I just needed to see Auggie one last time. Just once.

I reach to grab the handle of the cold door and swing it open, trying to find Auggie. But he was nowhere. They had already taken him. Auggie was gone. 

Gone in the midst of the thin air. Thats when it hit me. 

Thats when it all hit me in this huge gust of wind. I didn't want to be in that hospital anymore. I didn't want to be near anyone anymore. My life was empty without him. 

I wouldn't have anyone that could cheer me up as much as Auggie has. 


I wouldn't have anyone that was always cautious and always put themselves before me. 

Auggie was it all. He was the angel in my life. He was my little brother. He was gone. 

I don't even turn to see my parents nor Lucas and just run out. This time I hear no footsteps following me. This time I don't pass my parents on the way out. This time no one cared. 

I run over to the park nearby the hospital and just collapse on one of the benches. The slow, cold breeze brushed my hair back. I was alone once again in this park. The park that helped me gather my thoughts.

" I should've been there for him. I should've just been there to pick him up. I should be laying there dead, not him," I whisper angrily to myself. He didn't deserve any of that pain. 

I did. No matter how many times Lucas or anyone tells me I shouldn't blame myself for the things that happen to the people I love, I know its true. I know for a fact that if I actually picked him up like I was supposed too, he wouldn't be there. He wouldn't be in heaven. 

Tears dripped in a pattern down my worn out cheeks. Happiness long gone, farther in reach now. Hope was slowly drifting away. It always came back to where it started. Where I was never happy. 

Every time something good happened, a repercussion of bad things happened against it. It felt like my heart was utterly ripped out of my chest. I lost someone this very day and somehow I felt like I lost myself. 

But I wasn't the only one hurting. My mom, the beautiful Topanga, and my father, the wonderful Cory. Lucas, the one who I love so much, soon its going to be everyone. My aunts, my uncles, his friends. 

I'm not the only one hurting because of Auggie's death. I shouldn't be here. Thoughts rushed in a sudden blur. I shouldn't be sitting here by myself, hurting when I can be in that hospital with Lucas and my parents. 

Trying to comfort them and make them feel better. Something they have always been doing for me. 

I ran. I ran and ran until I reached the hospital, wiping my tears away along with my guilt. 

I needed to do what Auggie once did for me. For everyone. 

I need to be there for others. I need to show that I will care and love them no matter what. That with everything happening, I will always stand by their side. Im not leaving soon. Step by step we will all get better. Together. 

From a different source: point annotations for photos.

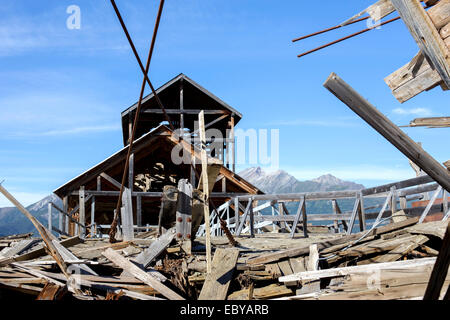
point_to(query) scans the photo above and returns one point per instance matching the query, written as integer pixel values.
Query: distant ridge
(282, 182)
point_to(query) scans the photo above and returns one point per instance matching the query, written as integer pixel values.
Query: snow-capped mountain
(12, 221)
(282, 182)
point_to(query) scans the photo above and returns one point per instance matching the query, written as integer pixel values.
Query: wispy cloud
(79, 130)
(25, 198)
(423, 112)
(337, 123)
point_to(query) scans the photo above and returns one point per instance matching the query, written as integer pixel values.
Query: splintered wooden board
(217, 282)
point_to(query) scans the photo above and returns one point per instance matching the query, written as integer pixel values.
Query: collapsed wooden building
(159, 159)
(396, 249)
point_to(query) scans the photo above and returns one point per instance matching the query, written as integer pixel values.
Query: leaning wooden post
(440, 269)
(204, 177)
(387, 129)
(50, 216)
(82, 218)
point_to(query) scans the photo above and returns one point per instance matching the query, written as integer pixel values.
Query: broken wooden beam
(138, 273)
(218, 280)
(387, 129)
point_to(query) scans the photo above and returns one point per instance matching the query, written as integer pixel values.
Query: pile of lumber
(394, 261)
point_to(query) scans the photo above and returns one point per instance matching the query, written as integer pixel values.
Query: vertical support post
(131, 173)
(50, 217)
(193, 182)
(201, 120)
(182, 106)
(82, 217)
(224, 184)
(139, 210)
(445, 202)
(361, 213)
(127, 216)
(93, 217)
(130, 128)
(184, 211)
(403, 202)
(305, 220)
(62, 217)
(297, 216)
(393, 203)
(232, 145)
(354, 213)
(252, 222)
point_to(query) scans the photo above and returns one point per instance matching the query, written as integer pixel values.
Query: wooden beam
(426, 35)
(111, 180)
(185, 111)
(440, 269)
(217, 282)
(128, 266)
(388, 129)
(204, 176)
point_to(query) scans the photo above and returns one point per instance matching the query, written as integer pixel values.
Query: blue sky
(62, 91)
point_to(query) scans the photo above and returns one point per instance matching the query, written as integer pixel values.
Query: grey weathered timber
(49, 218)
(383, 209)
(337, 211)
(398, 185)
(244, 218)
(361, 213)
(430, 204)
(155, 249)
(93, 217)
(62, 218)
(185, 111)
(440, 269)
(205, 180)
(111, 180)
(69, 256)
(369, 268)
(218, 280)
(388, 129)
(426, 35)
(127, 216)
(184, 210)
(128, 266)
(82, 213)
(297, 216)
(131, 173)
(139, 211)
(68, 215)
(18, 248)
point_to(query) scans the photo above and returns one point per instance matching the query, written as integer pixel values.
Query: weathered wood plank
(426, 35)
(217, 282)
(388, 129)
(128, 266)
(440, 269)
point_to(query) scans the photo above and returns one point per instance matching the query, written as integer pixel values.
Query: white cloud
(81, 130)
(423, 112)
(25, 198)
(316, 123)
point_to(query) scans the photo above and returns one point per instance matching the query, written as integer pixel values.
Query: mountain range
(12, 221)
(282, 182)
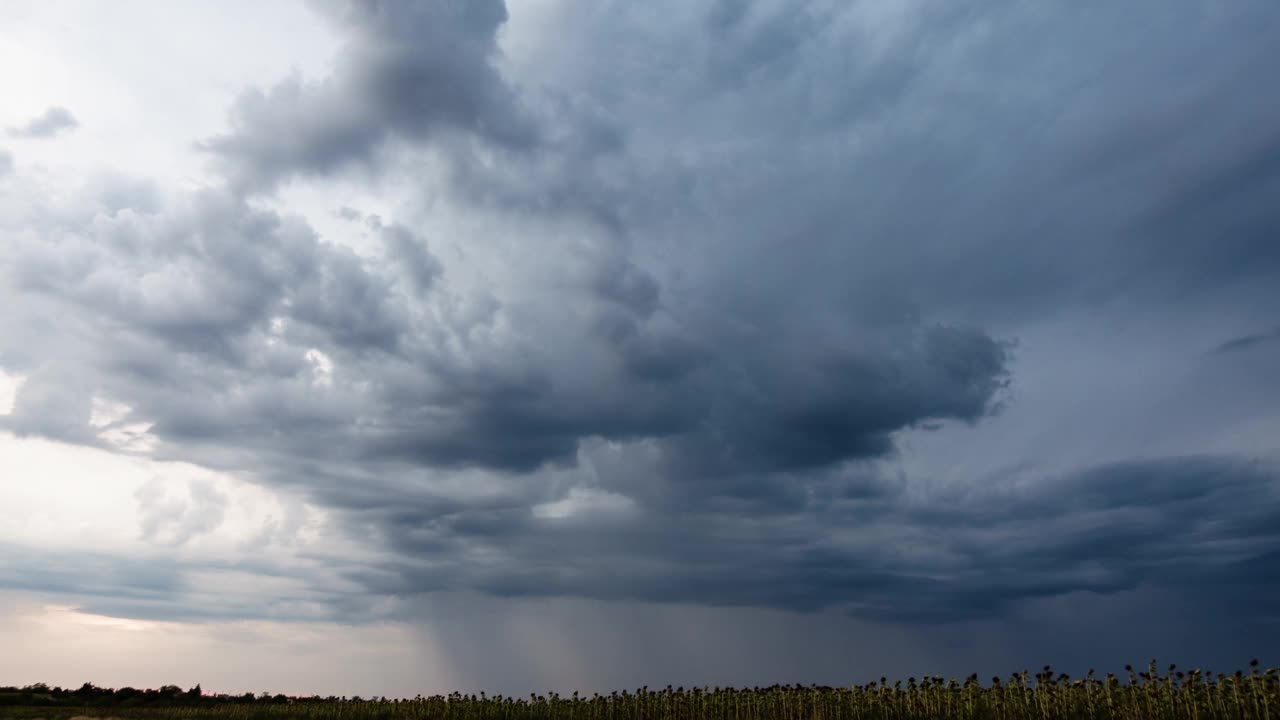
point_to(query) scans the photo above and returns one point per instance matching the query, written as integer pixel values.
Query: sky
(376, 347)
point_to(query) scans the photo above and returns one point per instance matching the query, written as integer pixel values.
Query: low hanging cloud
(645, 335)
(54, 121)
(408, 71)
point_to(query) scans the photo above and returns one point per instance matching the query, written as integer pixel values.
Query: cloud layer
(658, 302)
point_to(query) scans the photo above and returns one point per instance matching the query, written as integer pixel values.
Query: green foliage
(1045, 696)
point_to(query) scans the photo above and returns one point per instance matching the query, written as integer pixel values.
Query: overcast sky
(391, 347)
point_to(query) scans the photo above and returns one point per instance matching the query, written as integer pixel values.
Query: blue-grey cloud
(666, 299)
(407, 71)
(49, 123)
(1248, 341)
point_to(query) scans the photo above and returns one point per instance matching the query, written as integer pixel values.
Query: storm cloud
(668, 296)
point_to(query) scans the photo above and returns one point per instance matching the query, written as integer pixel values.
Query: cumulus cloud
(407, 71)
(49, 123)
(652, 327)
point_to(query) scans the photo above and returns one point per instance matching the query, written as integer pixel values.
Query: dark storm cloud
(407, 71)
(1170, 523)
(702, 286)
(49, 123)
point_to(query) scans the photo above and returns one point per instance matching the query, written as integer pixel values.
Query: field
(1253, 695)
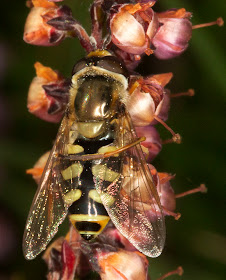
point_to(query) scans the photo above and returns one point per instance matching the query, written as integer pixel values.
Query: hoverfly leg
(178, 271)
(124, 148)
(104, 155)
(171, 213)
(176, 136)
(202, 188)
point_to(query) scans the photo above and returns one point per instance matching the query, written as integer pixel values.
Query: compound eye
(81, 64)
(113, 64)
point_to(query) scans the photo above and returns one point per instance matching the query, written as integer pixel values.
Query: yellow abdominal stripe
(95, 196)
(72, 196)
(102, 220)
(104, 173)
(72, 171)
(106, 149)
(74, 149)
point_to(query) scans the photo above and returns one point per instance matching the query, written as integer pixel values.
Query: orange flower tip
(149, 51)
(219, 22)
(177, 138)
(46, 72)
(36, 171)
(163, 79)
(43, 3)
(177, 216)
(180, 270)
(29, 4)
(165, 177)
(35, 107)
(203, 188)
(137, 57)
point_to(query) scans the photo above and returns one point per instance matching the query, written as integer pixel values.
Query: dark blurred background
(197, 240)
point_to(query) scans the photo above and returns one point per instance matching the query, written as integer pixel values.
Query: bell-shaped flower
(153, 144)
(133, 26)
(145, 97)
(37, 31)
(38, 167)
(122, 265)
(174, 33)
(48, 94)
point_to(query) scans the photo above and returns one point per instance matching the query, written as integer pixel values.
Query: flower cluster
(129, 30)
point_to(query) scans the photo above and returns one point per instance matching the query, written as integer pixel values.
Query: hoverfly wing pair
(48, 208)
(130, 199)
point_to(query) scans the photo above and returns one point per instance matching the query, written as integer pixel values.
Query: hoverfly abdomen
(87, 213)
(96, 170)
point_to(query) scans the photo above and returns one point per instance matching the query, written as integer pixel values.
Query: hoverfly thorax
(99, 85)
(96, 171)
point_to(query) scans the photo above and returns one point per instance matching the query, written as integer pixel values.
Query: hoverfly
(96, 170)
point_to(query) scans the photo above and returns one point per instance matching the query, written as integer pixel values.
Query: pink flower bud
(146, 95)
(166, 192)
(123, 265)
(173, 35)
(133, 26)
(43, 103)
(118, 240)
(162, 109)
(37, 31)
(37, 170)
(153, 144)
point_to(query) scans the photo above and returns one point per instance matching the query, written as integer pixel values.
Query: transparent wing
(48, 208)
(131, 199)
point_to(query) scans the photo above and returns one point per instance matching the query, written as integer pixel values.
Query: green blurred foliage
(197, 240)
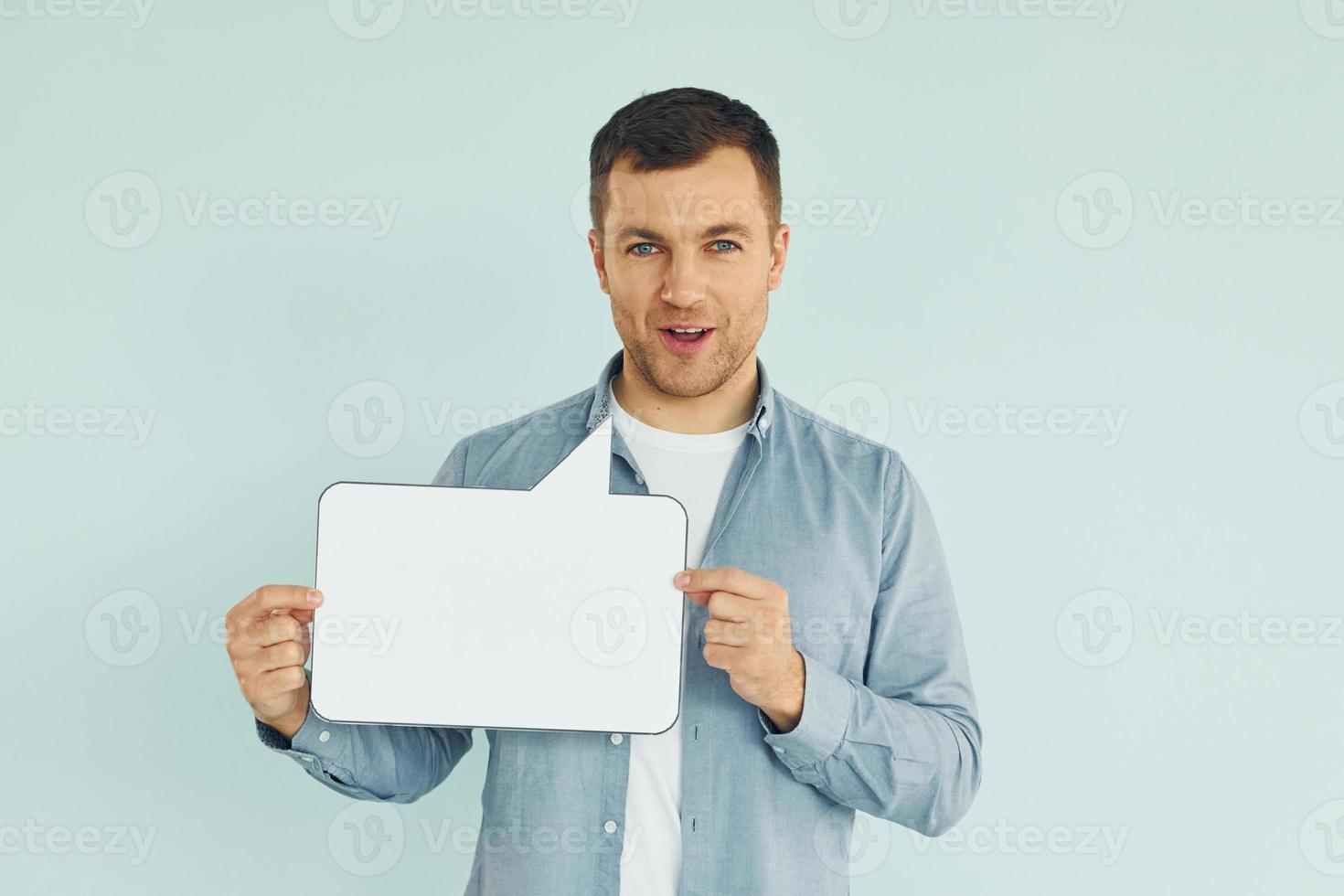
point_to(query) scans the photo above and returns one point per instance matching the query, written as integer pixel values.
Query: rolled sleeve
(827, 700)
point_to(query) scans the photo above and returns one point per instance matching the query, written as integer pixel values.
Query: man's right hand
(269, 644)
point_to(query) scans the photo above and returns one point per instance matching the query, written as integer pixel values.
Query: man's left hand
(748, 635)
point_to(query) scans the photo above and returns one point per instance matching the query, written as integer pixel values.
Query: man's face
(688, 249)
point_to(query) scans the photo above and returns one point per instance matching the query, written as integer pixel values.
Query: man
(824, 663)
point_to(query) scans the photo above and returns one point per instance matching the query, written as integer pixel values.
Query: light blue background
(1214, 762)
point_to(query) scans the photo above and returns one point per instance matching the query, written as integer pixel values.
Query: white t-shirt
(692, 469)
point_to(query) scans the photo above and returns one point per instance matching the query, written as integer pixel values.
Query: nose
(684, 283)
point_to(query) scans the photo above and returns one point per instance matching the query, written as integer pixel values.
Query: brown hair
(677, 128)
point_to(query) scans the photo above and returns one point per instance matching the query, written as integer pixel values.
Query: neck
(729, 406)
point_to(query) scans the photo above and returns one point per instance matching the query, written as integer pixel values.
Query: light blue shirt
(889, 718)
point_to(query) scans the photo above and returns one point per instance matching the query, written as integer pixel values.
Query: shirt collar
(760, 422)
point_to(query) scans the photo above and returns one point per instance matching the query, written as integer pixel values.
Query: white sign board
(549, 607)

I'm not losing the people that I love, not anymore. 


847 words


A/N: Im back and here cool. Ok. So GMW ended. Netflix idk if they are picking them up or not, but gmw is gone. Its news that Im sure people who loved gmw is sad about. Even though its ending, we can be sure that is ended well. Rucas is endgame and it ended beautifully. Lets hope one day all of them can achieve even bigger things.